Requirement of `malloc()` in this case

Question

Right now, I am studying a Yale course.

One of the snippets is:

char *
strdup(const char *s)
{
    char *s2;

    s2 = malloc(strlen(s)+1);

    if(s2 != 0) {
        strcpy(s2, s);
    }

    return s2;
}

If I understand correctly, we need a malloc() here since we are copying the string s into another string s2 and so we need to allocate enough space to s2. However, when I tried out the following code:

#include <stdio.h>

int main(void) {
    // your code goes here
    char *str = "Test";

    printf("%s", str);

    return 0;
}

here, it gives me the correct and expected output.

So, I have two questions:

1. Is malloc() needed in the first snippet because we need s2 to be an array?

2. Am I invoking UB in the second snippet, (because I have no where declared *str to be pointing to an array)? And we need an array because in C, a string is stored as a character array.

Answer 1

Yes it's needed to duplicate the string. (The reason you stated in irrelevant) You are allocating memory to hold the duplicated string. In the second case you are just printing the literal by passing a pointer to it to printf, you are not duplicating anything.

No UB here - this is legal code. char* str is initialzing the char* to the decayed pointer to the literal array. The decayed pointer points to the first element of the array.

Indeed a string is stored as char array in C - but how does it affect the behavior we just saw in the second snippet? We are passing a char* which points to the null terminated char array exactly what is being expected by the %s specifier of printf.

Also the literals are having static storage duration. You don't need to create memory for storing them. This is done implicitly when you have written "Test".

Answer 2

I have no where declared *str to be pointing to an array

You are mistaken. String literals stored as character arrays with the static storage duration.

So in this declaration

char *str = "Test";

two things occur.

The first one is the compiler creates a character array of the type char[5] where the string literal is stored. Then the address of the first character of the array is used to initialize the pointer str that has the automatic storage duration.

You can even rewrite the declaration the following way

char *str = &"Test"[0];

Is malloc() needed in the first snippet because we need s2 to be an array?

The function strdup creates a copy of the original string. So you have to store somewhere the created copy. To do this you have to allocate enough memory to store the copy and return from the function a pointer that will point to the allocated memory with the string copy.

Answer 3

This code:

char *str = "Test";

means:

• Create an array of five characters containing T, e, s, t, and a null character. Storage for this array is “static”; it is allocated for the entire lifetime of your program.

• Create a pointer to char named str and set its initial value to the address of the first character in that array created above.

In this case, the storage for "Test" is automatically allocated for you as part of compiling, loading, and executing your program.

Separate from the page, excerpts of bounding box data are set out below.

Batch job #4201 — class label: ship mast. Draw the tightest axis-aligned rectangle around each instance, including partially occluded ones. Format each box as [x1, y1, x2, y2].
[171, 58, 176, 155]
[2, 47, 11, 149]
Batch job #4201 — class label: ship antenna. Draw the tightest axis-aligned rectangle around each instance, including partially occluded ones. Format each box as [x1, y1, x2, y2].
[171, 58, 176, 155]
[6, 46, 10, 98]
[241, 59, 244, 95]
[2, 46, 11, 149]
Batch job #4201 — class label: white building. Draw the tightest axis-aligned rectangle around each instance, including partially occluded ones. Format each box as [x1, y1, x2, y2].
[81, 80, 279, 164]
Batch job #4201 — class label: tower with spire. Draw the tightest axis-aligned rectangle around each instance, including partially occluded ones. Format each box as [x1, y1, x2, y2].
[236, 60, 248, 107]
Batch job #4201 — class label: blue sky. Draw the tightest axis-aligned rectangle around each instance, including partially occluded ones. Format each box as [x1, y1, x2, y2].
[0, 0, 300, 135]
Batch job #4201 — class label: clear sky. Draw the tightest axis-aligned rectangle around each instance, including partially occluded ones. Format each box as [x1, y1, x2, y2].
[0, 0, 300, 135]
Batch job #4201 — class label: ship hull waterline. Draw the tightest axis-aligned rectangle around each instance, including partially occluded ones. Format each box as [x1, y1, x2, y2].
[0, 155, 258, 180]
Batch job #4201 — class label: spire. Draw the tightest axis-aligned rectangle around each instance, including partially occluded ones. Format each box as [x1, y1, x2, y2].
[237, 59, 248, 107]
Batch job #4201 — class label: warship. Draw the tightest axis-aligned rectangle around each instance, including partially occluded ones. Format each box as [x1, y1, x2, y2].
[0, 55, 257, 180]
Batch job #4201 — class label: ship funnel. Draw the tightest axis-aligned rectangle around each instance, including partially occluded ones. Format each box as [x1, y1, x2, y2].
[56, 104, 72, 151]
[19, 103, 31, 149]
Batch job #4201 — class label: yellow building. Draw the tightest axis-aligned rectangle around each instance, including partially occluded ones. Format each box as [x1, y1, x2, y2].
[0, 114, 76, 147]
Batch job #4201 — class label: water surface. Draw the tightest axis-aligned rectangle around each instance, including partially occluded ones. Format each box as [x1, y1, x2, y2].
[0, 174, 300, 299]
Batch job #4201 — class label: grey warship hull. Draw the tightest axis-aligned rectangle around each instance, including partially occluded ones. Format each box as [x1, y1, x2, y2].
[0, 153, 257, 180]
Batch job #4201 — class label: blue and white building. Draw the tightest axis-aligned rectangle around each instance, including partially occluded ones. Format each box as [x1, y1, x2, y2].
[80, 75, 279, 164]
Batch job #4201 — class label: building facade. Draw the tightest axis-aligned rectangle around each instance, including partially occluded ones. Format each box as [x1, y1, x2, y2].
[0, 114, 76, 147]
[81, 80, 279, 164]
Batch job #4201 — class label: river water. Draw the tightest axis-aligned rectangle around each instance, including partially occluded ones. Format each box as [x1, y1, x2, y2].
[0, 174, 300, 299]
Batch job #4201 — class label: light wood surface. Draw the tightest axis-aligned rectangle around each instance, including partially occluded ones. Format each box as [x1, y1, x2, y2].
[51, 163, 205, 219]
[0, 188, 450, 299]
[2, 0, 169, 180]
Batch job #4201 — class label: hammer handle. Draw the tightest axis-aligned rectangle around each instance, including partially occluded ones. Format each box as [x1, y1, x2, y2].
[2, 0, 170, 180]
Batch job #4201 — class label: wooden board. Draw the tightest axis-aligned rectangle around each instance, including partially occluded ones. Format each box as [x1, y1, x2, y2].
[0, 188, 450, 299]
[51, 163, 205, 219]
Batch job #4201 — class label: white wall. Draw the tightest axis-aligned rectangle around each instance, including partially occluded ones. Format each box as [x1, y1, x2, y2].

In contrast, in the strdup code, the function is passed a pointer to a string. (A string is an array of characters that has a null character to mark the end of the string.) In this case, the function does not know in advance how long the string is. So it does not know how much memory it needs until the function is called and it uses strlen to measure the length of the string.

When you do not know in advance how much memory is needed, you generally need to use malloc or one of the related memory-allocation routines to allocate storage. (Another method is to use variable-length arrays. Not all C implementations support variable-length arrays, and they should be used only for small, or perhaps moderate size, arrays that are needed only within one function.)